中世ヨーロッパでは職人の職業ごとにギルド=組合が作られました。ギルドに所属する親方しか商品を販売することができない仕組みです。職人たちは親方について仕事するしかありませんでした。それは修行の場であり、また生活費を稼ぐ仕事場でもあったのです。

職人たちの中には、いくらかの期間ごとに街から街へ渡り歩く者がありました。遍歴職人と呼ばれています。彼らは街ごとに結成されているギルドに行くと挨拶の儀式をし、それに合格すると受け入れてもらうことができました。

挨拶の儀式はギルドごとに異なっていて、決められた型どおりに、一種のダンスのようなことを披露するものでした。この方をしっかり覚えていないと新たな街でギルドに迎え入れてもらうことができませんでした。

僕はその話を読んだときピンと来るものがありました。日本の渡世人も同じようなことをするじゃないか、と。渡世人と言えば僕の世代だと時代劇「木枯らし紋次郎」の紋次郎や、時代劇「水戸黄門」で風車の弥七がふんしている職業です。

渡世人は街を渡り歩き、各地を縄張りにしている元締めの家に身を寄せます。渡世人と元締めの間では挨拶が交わされます。これを「仁義を切る」と言います。国立国会図書館のレファレンス共同データベースには下のようにあります。口上については Wikipedia を参照してください。

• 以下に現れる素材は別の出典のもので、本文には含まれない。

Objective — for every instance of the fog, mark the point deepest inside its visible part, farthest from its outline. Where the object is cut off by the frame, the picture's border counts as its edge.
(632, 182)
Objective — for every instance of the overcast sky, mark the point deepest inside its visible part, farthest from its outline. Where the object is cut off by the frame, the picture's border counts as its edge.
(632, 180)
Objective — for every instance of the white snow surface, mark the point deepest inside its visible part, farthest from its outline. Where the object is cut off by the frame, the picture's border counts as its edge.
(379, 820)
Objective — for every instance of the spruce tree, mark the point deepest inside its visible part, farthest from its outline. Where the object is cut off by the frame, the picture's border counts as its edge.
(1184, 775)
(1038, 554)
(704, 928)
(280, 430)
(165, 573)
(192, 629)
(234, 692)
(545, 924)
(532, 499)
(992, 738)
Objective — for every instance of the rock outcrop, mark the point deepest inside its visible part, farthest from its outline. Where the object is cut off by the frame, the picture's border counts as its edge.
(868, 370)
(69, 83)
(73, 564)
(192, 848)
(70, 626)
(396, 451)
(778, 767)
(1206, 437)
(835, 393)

博徒香具師(やし)などの初対面の挨拶をさす。その挨拶を互いに行うことを「仁義を切る」という。」 「口上をいうのには、体を斜めに構え、頭をすこし下げ、右手を前に出し、相手の顔を見る、という独特のポーズで行う。」 「口上のあと、お互いは仲間となる。」

遍歴職人と渡世人の双方に言及するウェブページはないようですが、僕はとても通じるものを感じます。「仲間同士」というつながりが今よりずっと強かった時代でありタイプの人たちだったのでしょう。案外に遍歴職人には任侠的な部分があったのかもしれません。